# Borax alternatives?



## inferno (Nov 14, 2019)

I'm looking for alternatives to borax for making san mai blades.

I have come across some 52100 from ball bearing races but they are slightly too small to make a whole knife out of. 
So i have to san mai them. 

Borax is not really easy to get hold of these days around here. and i wonder if there is any other common household chemical or similar that will do what borax does? I read about fluxes on wikipedia and there seems to a ton of them. 

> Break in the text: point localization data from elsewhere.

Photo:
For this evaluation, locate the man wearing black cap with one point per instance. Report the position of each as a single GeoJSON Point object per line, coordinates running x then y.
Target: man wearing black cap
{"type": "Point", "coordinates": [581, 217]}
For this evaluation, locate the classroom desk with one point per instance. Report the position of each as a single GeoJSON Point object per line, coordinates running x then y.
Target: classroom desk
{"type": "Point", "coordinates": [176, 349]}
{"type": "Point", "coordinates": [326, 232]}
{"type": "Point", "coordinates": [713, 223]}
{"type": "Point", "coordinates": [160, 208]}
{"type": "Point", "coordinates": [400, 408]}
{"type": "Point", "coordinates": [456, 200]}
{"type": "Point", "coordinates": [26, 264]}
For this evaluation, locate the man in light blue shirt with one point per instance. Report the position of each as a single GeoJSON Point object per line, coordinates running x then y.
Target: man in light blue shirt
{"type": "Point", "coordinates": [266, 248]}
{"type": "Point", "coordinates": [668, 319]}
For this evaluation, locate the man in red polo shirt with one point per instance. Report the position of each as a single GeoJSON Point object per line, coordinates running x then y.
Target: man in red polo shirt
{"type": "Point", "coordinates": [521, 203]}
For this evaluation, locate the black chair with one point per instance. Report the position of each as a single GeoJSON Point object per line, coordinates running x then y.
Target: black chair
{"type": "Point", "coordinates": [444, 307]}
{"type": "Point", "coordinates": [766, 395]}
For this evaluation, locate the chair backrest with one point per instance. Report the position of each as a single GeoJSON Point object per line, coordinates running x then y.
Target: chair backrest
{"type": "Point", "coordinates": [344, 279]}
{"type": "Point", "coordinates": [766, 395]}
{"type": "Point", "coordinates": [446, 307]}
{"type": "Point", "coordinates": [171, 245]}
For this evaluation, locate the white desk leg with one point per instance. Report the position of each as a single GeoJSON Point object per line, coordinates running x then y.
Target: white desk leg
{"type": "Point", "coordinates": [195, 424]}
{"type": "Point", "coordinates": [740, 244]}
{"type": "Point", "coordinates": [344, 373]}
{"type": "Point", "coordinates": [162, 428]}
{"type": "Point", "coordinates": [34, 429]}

i also wonder if i can simply do this instead:
take 1pc of 52100, clean ground
2pc mild whatever steel, clean ground
weld these together as a pancake (allround airtight) with a mig/tig/stick welder
forge it out and then simply grind off the welds around the edges?

will this work?


----------



## RDalman (Nov 14, 2019)

Yes welding shut works, that's how to stainless btw as borax doesn't work on that. If you can tig it without filler there might be nothing to grind also. Castra-steel. Se I believe sells borax online in sweden though if you want some.


----------



## RDalman (Nov 14, 2019)

You can also go oldschool and grab some sand from a playground


----------



## RDalman (Nov 14, 2019)

Also... Rust haha. Tanakas flux mix when he did forging demo at cleancut looked to be mostly rust mixed with some borax.


----------



## inferno (Nov 14, 2019)

lol ***. hahaha rust mixed with borax. 

will sand work?

i'm watching kato and shigefusa vids now, from their workshop and they both seem to use some gray mix of something. i'm guessing there is sand in there.


----------



## RDalman (Nov 14, 2019)

Iron or steel powder is also often used in the mix. To make it "grab" a little better. Sand requires a little higher temp, borax is probably easiest to work with. It's as usual ymmv... Have fun


----------



## inferno (Nov 14, 2019)

thank you!

i see. hopefully gonna try this tomorrow. with regular sand and some steel powder. just to see if it works. that would be nice.


----------



## Matus (Nov 14, 2019)

I always forget where are you located. One online shop in Austria sells borax in 1kg amounts.


----------



## inferno (Nov 14, 2019)

i'm in the land of vikings, north of legoland.


----------



## Matus (Nov 14, 2019)

So that sounds like ordering from Austria should be no problem:
https://shop.riegersburger-burgschmied.at/product/69-borax-flussmittel-schweißpulver


----------



## RDalman (Nov 15, 2019)

There's this one also. Ready mix borax with iron powder I think. Heard it works.. https://www.teamalutorp.se/product/flussmedel-iron-mountain


----------



## Kippington (Nov 15, 2019)

Do you know the difference between borax and anhydrous borax? It's worth knowing if you plan on using any.


----------



## inferno (Nov 15, 2019)

Kippington said:


> Do you know the difference between borax and anhydrous borax? It's worth knowing if you plan on using any.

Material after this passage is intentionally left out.